The reverse triangle inequality goes in the opposite direction; it states $|x-y| \geq ||x| - |y||$. This inequality is also as tight as possible; again we have equality when either of the variables is zero or they both have the same sign.
To make the reverse triangle inequality look more like the normal triangle inequality, we can put $y \mapsto -y$ to give $|x+y| \geq ||x| - |y||$. This inequality remains as tight as possible, except now we have equality when either of the variables is zero or they have opposite signs. Hence in the two variable case we can say
$$||x| - |y|| \leq |x+y| \leq |x| + |y|.$$
It isn't obvious to me whether the reverse triangle inequality can be extended to 3 variables; trying to extend it in the same way one extends the normal traingle inequality doesn't seem to work, and I couldn't find anything about it online. My intuition tells we that there probably isn't an extension because subtract is not commutative.
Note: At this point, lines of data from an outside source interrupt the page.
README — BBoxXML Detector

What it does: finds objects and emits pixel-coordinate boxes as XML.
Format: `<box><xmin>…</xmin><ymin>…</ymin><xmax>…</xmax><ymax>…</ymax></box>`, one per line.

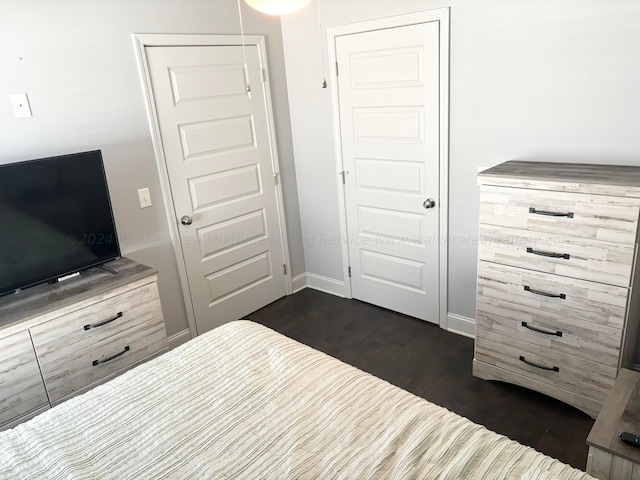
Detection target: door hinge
<box><xmin>273</xmin><ymin>172</ymin><xmax>279</xmax><ymax>185</ymax></box>
<box><xmin>339</xmin><ymin>170</ymin><xmax>349</xmax><ymax>184</ymax></box>
<box><xmin>348</xmin><ymin>266</ymin><xmax>351</xmax><ymax>277</ymax></box>
<box><xmin>335</xmin><ymin>61</ymin><xmax>339</xmax><ymax>76</ymax></box>
<box><xmin>261</xmin><ymin>68</ymin><xmax>266</xmax><ymax>83</ymax></box>
<box><xmin>283</xmin><ymin>264</ymin><xmax>287</xmax><ymax>275</ymax></box>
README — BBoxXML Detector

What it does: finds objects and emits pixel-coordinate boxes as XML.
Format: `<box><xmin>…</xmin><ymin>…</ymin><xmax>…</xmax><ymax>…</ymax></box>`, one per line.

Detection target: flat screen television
<box><xmin>0</xmin><ymin>150</ymin><xmax>121</xmax><ymax>297</ymax></box>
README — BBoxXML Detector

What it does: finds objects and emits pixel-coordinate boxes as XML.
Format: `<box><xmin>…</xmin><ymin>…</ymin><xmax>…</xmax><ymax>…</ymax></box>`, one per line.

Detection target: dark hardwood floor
<box><xmin>246</xmin><ymin>288</ymin><xmax>595</xmax><ymax>471</ymax></box>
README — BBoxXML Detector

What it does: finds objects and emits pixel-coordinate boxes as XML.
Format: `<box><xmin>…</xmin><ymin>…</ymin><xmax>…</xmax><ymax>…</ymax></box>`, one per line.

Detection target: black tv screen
<box><xmin>0</xmin><ymin>150</ymin><xmax>121</xmax><ymax>296</ymax></box>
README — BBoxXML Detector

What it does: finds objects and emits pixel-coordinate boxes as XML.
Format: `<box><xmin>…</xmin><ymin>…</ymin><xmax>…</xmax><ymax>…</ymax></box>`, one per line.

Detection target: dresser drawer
<box><xmin>477</xmin><ymin>295</ymin><xmax>622</xmax><ymax>367</ymax></box>
<box><xmin>40</xmin><ymin>314</ymin><xmax>167</xmax><ymax>403</ymax></box>
<box><xmin>473</xmin><ymin>360</ymin><xmax>603</xmax><ymax>419</ymax></box>
<box><xmin>0</xmin><ymin>331</ymin><xmax>49</xmax><ymax>426</ymax></box>
<box><xmin>475</xmin><ymin>329</ymin><xmax>616</xmax><ymax>402</ymax></box>
<box><xmin>477</xmin><ymin>261</ymin><xmax>628</xmax><ymax>329</ymax></box>
<box><xmin>479</xmin><ymin>224</ymin><xmax>635</xmax><ymax>287</ymax></box>
<box><xmin>31</xmin><ymin>282</ymin><xmax>162</xmax><ymax>365</ymax></box>
<box><xmin>480</xmin><ymin>185</ymin><xmax>640</xmax><ymax>245</ymax></box>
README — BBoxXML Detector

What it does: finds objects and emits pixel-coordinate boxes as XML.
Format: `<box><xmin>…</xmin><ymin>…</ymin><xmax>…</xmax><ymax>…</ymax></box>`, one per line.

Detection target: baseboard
<box><xmin>168</xmin><ymin>329</ymin><xmax>192</xmax><ymax>350</ymax></box>
<box><xmin>447</xmin><ymin>313</ymin><xmax>475</xmax><ymax>339</ymax></box>
<box><xmin>305</xmin><ymin>273</ymin><xmax>346</xmax><ymax>298</ymax></box>
<box><xmin>292</xmin><ymin>273</ymin><xmax>307</xmax><ymax>293</ymax></box>
<box><xmin>293</xmin><ymin>276</ymin><xmax>471</xmax><ymax>337</ymax></box>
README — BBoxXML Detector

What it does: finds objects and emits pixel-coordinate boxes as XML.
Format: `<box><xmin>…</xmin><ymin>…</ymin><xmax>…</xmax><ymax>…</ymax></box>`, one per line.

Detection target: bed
<box><xmin>0</xmin><ymin>321</ymin><xmax>594</xmax><ymax>479</ymax></box>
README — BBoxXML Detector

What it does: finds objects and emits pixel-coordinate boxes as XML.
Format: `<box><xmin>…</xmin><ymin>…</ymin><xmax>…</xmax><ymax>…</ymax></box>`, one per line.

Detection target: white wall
<box><xmin>282</xmin><ymin>0</ymin><xmax>640</xmax><ymax>320</ymax></box>
<box><xmin>0</xmin><ymin>0</ymin><xmax>305</xmax><ymax>337</ymax></box>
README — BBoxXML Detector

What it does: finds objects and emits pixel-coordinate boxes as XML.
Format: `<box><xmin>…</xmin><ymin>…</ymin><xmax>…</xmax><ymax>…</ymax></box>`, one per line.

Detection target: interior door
<box><xmin>146</xmin><ymin>45</ymin><xmax>287</xmax><ymax>335</ymax></box>
<box><xmin>336</xmin><ymin>23</ymin><xmax>440</xmax><ymax>322</ymax></box>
If is it the case there is no such generalisation of the reverse triangle inequality, does there exist a different formula for a lower bound on $|x+y+z|$, or is the best we can do $0 \leq |x+y+z|$?
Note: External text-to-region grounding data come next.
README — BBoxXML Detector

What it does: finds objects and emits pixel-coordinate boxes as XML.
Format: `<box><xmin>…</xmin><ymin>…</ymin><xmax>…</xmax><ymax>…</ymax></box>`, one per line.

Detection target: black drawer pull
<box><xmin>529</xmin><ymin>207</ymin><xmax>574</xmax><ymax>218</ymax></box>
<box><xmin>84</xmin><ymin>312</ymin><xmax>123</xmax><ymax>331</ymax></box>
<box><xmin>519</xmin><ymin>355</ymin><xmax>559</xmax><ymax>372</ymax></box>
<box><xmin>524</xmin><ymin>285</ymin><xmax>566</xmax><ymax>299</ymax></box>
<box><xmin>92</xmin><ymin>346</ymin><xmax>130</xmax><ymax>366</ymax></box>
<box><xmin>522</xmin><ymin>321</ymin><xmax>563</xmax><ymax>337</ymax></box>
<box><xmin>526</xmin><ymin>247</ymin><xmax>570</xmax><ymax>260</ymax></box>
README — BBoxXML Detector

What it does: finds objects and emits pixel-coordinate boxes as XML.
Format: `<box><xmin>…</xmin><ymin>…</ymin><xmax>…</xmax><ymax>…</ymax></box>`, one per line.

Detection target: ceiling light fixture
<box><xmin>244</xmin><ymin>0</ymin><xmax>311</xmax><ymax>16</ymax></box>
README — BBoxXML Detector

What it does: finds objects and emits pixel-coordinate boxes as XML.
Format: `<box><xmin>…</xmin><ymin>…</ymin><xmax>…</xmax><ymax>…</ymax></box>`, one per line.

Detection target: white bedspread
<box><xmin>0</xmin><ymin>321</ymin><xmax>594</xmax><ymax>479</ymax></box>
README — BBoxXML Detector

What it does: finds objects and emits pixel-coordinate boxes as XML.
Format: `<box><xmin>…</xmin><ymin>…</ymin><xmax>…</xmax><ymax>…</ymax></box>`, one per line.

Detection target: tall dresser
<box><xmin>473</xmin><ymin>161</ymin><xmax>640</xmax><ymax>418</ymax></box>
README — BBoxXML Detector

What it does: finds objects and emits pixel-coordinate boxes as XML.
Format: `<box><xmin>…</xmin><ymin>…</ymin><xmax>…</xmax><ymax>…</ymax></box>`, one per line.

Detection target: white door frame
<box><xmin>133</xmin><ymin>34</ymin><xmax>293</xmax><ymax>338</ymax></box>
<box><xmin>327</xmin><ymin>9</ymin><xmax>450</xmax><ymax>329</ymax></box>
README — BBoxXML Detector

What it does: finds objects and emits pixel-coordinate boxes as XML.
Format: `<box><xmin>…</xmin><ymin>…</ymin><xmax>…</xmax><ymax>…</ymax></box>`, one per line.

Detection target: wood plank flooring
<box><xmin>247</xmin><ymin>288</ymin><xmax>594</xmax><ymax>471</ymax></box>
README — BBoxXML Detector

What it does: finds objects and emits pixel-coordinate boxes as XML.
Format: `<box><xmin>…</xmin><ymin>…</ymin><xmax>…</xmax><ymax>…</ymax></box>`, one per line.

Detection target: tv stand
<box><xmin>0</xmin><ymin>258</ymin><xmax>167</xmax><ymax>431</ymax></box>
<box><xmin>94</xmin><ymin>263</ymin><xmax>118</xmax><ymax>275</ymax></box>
 A: First, you need to rearrange your numbers so that
$$
|x_1| \ge |x_2| \ge \cdots \ge |x_n|
$$
We will use the following inequality to prove your point,
$$
|x|+|y| \ge |x+y| \ge ||x|-|y||
$$
For $n = 3$, we know that
$$
|x_1+x_2+x_3| \ge ||x_1|-|x_2+x_3||
$$
If $|x_1| \ge |x_2+x_3|$, i.e., $ |x_1| \ge |x_2+x_3| \ge |x_2|+|x_3|$, then
$$
|x_1+x_2+x_3| \ge |x_1|-|x_2+x_3| \ge |x_1|-|x_2| - |x_3|,
$$
If $|x_1| \le |x_2+x_3|$, then
$$
|x_1+x_2+x_3| \ge |x_2+x_3|-|x_1| \ge ||x_2| - |x_3||-|x_1|,
$$
Since $|x_2| \ge |x_3|$, we can rewrite the above inequality as
$$
|x_1+x_2+x_3| \ge |x_2+x_3|-|x_1| \ge |x_2| - |x_3|-|x_1|,
$$
Combining the above results, we have
$$
|x_1+x_2+x_3| \ge \max( |x_1|-|x_2|,  |x_2| -|x_1| ) - |x_3|
$$
Since $|x_1| \ge |x_2|$, we can rewrite the above inequality as
$$
|x_1+x_2+x_3| \ge |x_1|-|x_2| - |x_3|
$$
For $n \ge 4$, we would obtain
$$
|x_1+\cdots+x_n| \ge |x_1|-\sum_{i=2}^{n}{ |x_i| }
$$
However, keeping the right-hand side term to be positive would be a very intricate task.